4. Query Pattern Sharing
Dynamic Filter Builder (used by issues, mrs, notes)
All three list commands use the same pattern: build a WHERE clause dynamically from filter flags with parameterized tokens. Labels use EXISTS subquery against junction table.
Rename Chain BFS (used by trace, file-history, who overlap)
Forward query:
SELECT DISTINCT new_path FROM mr_file_changes
WHERE project_id = ?1 AND old_path = ?2 AND change_type = 'renamed'
Backward query:
SELECT DISTINCT old_path FROM mr_file_changes
WHERE project_id = ?1 AND new_path = ?2 AND change_type = 'renamed'
Cycle detection via HashSet of visited paths, MAX_RENAME_HOPS = 10.

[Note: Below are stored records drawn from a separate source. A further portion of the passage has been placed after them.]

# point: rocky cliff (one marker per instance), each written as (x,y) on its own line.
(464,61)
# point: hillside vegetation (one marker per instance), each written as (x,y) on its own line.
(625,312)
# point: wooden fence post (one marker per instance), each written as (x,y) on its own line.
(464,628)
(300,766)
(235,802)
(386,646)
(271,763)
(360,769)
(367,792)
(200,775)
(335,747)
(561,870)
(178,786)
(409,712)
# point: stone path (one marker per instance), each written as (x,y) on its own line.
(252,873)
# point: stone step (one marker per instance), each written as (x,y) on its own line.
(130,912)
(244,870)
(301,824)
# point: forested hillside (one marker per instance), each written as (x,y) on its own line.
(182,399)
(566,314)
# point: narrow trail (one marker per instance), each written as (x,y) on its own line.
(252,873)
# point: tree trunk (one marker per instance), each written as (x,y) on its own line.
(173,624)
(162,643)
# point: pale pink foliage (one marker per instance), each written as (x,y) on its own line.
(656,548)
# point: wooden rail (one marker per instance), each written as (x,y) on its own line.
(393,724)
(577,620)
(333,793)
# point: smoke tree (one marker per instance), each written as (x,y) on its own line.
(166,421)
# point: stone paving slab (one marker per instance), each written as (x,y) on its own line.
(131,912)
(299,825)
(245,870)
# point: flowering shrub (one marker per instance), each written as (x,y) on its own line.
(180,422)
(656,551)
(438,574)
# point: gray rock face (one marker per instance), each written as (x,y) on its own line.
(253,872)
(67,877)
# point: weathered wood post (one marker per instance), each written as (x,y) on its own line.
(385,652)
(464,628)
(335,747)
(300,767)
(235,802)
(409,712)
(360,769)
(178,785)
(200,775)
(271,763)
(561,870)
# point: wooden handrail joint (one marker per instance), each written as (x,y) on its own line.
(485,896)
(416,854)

Hybrid Search (used by search, timeline seeding)
RRF ranking: score = (60 / fts_rank) + (60 / vector_rank)
FTS5 queries go through to_fts_query() which sanitizes input and builds MATCH expressions. Vector search calls Ollama to embed the query, then does cosine similarity against embeddings vec0 table.
Project Resolution (used by most commands)
resolve_project(conn, project_filter) does fuzzy matching on path_with_namespace — suffix and substring matching. Returns (project_id, path_with_namespace).